Che diavolo era successo? La corazza era letteralmente spezzata in due e una chela era rimasta nell'acqua. Inconcepibile. Jérôme sbuffò di rabbia. Appoggiò l'astice — o, meglio, quello che ne restava — sul tavolo da lavoro e lo girò sulla schiena. Anche la parte inferiore era frantumata e, nell'interno, dove doveva esserci la carne gustosa, c'era solo una patina gelatinosa e biancastra. Sbalordito, Jérôme guardò nel calderone. Nell'acqua ribollente galleggiavano pezzi e fili che solo con molta fantasia potevano essere scambiati per carne di astice.

Be', pazienza… In realtà aveva bisogno soltanto di dieci astici. Jérôme non limitava mai gli acquisti al minimo, ma era noto per il suo equilibrio. Nell'interesse dell'economia, si doveva essere sempre ben consapevoli delle quantità da cucinare, ma sempre con la precauzione di avere una piccola riserva di sicurezza. In quel momento, i suoi princìpi si rivelarono quanto mai utili.

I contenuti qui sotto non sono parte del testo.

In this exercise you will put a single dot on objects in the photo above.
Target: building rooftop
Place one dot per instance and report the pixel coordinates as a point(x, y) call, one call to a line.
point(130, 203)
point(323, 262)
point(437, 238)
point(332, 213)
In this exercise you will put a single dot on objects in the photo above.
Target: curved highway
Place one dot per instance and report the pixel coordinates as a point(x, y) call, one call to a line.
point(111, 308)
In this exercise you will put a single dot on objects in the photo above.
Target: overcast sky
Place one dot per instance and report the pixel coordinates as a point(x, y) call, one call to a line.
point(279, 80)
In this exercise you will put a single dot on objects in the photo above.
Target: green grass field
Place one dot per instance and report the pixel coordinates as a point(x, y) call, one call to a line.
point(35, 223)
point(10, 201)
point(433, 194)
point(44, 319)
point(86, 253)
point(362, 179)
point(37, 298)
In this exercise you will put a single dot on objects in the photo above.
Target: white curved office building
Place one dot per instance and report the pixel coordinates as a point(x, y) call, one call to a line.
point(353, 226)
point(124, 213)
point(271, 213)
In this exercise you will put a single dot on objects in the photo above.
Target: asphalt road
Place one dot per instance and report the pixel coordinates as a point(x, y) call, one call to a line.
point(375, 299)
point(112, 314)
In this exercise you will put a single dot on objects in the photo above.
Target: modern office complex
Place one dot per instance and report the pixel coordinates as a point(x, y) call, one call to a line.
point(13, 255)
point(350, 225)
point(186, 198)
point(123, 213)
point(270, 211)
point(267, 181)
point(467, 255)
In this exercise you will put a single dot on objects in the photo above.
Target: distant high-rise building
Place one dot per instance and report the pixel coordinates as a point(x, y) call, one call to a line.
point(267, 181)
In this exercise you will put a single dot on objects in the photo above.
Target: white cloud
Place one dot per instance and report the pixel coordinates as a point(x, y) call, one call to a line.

La faccenda era comunque seccante.

Si chiese se l'animale fosse malato. Guardò la vasca: c'era ancora un astice, il secondo dei due più piccoli. Be', ormai non poteva fare altro che metterlo nella pentola.

Ah, no, là dentro nuotava ancora quella robaccia bianca.

Improvvisamente gli venne un'idea. L'animale malato era più leggero, quello ancora vivo lo era altrettanto… Significava qualcosa? Forse gli animali si consumavano da soli, oppure erano divorati da un virus o da un parassita. Jérôme esitò, poi prese il dodicesimo astice dalla bacinella e lo posò sul piano di lavoro per osservarlo.